Hate speech is public statements that spread or incite hatred, discrimination or hostility against a particular group and often a minority, and it has been proven that such speech can lead to physical violence in real life.
It is therefore crucial to detect hate speech on social media to be able to actively engage in the fight against hate directed against specific groups. And this was exactly the challenge that 25-year-old Frederik Gaasdal Jensen, Associate Consultant in Delegate’s Data & AI team, and his thesis partner, Henry Alexander Stoll, were presented with by the UN Refugee Agency when they started their master’s thesis:
Frederik Gaasdal Jensen
Associate Consultant, Delegate
Frederik and his partner therefore collected 12 data sets, which were based on roughly the same understanding of what the term “Hate Speech” means.
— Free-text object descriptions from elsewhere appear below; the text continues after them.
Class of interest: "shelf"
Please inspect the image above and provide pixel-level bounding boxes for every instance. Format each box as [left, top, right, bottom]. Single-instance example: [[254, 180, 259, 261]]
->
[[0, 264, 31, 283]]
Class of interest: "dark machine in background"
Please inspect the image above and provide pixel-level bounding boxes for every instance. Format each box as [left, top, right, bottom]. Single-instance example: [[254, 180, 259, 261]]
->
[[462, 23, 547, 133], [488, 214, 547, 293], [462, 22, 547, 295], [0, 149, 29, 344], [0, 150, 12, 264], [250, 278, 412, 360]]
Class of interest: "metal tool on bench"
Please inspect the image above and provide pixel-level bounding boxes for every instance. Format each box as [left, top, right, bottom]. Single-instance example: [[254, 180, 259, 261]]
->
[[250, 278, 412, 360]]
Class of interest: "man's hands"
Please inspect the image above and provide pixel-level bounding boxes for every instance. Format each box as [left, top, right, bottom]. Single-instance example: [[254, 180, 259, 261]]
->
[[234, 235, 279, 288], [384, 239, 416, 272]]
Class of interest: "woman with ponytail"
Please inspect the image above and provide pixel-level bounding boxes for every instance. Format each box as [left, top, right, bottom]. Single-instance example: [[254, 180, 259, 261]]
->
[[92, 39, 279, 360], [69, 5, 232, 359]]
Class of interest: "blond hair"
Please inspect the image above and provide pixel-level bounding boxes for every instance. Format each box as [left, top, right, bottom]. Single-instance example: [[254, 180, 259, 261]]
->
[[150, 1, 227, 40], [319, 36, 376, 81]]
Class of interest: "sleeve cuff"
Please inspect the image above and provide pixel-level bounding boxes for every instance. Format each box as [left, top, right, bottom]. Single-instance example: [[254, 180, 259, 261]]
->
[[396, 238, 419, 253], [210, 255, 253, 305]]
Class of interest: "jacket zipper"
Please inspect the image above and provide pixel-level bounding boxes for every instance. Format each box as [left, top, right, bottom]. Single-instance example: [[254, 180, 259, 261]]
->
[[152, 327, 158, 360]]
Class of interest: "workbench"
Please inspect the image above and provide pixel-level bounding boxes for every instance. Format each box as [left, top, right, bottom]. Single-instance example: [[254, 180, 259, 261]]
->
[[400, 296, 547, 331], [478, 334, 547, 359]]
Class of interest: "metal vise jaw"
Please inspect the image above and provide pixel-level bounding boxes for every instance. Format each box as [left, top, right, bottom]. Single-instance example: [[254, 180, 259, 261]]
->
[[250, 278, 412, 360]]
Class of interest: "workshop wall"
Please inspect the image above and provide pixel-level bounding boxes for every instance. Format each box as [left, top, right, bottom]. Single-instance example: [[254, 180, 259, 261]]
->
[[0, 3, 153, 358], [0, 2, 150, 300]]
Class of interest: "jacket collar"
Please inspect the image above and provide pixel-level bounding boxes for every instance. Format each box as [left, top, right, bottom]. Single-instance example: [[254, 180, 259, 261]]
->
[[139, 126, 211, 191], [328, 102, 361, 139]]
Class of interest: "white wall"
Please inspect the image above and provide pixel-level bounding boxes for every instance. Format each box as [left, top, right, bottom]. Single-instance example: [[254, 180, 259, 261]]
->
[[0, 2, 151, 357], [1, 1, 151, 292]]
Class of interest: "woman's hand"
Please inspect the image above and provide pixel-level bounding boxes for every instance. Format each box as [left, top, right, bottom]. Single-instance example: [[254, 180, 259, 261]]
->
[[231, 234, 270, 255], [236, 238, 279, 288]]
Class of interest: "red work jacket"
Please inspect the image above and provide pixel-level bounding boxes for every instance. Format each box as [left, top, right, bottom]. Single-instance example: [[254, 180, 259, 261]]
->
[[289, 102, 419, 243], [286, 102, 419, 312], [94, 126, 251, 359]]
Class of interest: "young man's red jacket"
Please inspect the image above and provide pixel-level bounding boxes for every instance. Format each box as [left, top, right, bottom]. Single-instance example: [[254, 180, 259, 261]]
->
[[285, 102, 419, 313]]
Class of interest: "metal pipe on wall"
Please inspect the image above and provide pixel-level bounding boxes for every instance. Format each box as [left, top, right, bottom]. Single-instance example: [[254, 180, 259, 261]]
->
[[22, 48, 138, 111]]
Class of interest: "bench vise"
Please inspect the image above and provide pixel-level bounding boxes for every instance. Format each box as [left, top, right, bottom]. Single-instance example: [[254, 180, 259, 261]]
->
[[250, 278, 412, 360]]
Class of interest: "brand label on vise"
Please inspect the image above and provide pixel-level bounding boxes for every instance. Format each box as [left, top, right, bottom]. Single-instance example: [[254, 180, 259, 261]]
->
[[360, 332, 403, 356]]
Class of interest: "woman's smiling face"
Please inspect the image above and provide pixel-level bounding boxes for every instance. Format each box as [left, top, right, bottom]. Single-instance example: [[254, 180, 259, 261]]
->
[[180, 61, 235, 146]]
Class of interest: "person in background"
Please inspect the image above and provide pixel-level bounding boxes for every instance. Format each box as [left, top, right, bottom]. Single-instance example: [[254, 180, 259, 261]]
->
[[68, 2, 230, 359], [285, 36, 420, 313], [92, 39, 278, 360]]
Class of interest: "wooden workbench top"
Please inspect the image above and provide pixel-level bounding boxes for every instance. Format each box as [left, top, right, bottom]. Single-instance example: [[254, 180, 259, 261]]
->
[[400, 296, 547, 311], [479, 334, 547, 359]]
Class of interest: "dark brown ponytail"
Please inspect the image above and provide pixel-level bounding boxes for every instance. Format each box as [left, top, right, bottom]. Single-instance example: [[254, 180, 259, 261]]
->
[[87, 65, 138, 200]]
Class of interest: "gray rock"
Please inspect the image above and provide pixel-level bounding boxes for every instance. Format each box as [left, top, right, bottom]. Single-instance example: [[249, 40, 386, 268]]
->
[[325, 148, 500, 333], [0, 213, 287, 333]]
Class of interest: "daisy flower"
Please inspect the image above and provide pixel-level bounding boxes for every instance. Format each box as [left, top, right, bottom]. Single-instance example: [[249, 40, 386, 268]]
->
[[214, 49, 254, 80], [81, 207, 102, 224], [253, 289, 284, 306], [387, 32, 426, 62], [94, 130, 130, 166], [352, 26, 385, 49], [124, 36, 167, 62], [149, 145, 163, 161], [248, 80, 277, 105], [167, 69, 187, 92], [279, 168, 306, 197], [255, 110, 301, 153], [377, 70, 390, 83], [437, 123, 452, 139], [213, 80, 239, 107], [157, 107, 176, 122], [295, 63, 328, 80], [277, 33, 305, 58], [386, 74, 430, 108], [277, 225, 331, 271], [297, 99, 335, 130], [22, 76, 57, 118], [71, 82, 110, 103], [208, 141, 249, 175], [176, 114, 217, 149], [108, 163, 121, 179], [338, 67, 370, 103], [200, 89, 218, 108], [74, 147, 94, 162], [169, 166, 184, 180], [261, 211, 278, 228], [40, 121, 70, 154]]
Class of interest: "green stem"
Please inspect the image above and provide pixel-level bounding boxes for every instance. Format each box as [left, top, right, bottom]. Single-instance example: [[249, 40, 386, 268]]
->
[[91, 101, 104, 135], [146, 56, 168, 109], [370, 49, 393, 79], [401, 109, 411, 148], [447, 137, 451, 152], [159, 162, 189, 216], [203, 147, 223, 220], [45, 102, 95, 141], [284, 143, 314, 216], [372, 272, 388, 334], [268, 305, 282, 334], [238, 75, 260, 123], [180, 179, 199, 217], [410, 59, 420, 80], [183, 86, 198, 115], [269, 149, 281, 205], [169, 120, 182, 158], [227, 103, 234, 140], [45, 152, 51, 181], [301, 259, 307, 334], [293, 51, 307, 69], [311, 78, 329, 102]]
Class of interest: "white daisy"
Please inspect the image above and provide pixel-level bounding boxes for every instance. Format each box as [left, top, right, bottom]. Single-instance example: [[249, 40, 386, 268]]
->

These datasets were then used to train different types of Bidirectional Encoder Representations from Transformers (BERT) models to learn when a tweet or piece of text contains hate speech.
One challenge that is generally seen in machine models is the ability to understand context. This means that some models will tend to classify text as hateful based on individual hateful words in a sentence:
“We as humans can understand the context of a joke, but a model doesn’t always understand that. In the same way, it will have a hard time understanding if you defend refugees on social media, for example, by writing “refugees are not stupid”. Therefore, we have made use of so-called BERT models, which are models that are made to better understand the context of a text. Thus, it is not a single word that determines whether it is a case of “hate speech”, but it is assessed in the context of the surrounding words,” explains Frederik.
The purpose of the finished model is not to mark and handle “hate speech” in individual posts, but rather to give a greater insight into what the attitude towards refugees is more generally at a given time. Thus, the UN, and other relevant agencies, can monitor and analyse developments and trends in hate speech in connection with various refugee crises, for example caused by the war in Ukraine or Syria. Here, for example, it is interesting to look at what the various neighbouring countries think about the reception of refugees. Based on this, the UN can shape their communication accordingly, so that the hate speech on the internet hopefully does not develop into physical violence.
Working on the thesis project has given Frederik a new perspective of his education and his work life:
“Being able to make a difference is not always just being able to send some money or volunteer. It’s something like this, too. “Hate speech” can lead to physical violence, so it’s important to do something about it. The fact that I can use my education and knowledge to create such a tool here, it’s incredibly meaningful.”
The thesis has been titled “Detecting Social Media Hate Speech Surrounding Refugees using State-of-the-Art Deep Learning Methods”, and Frederik and Henry are working on publishing it as a research paper.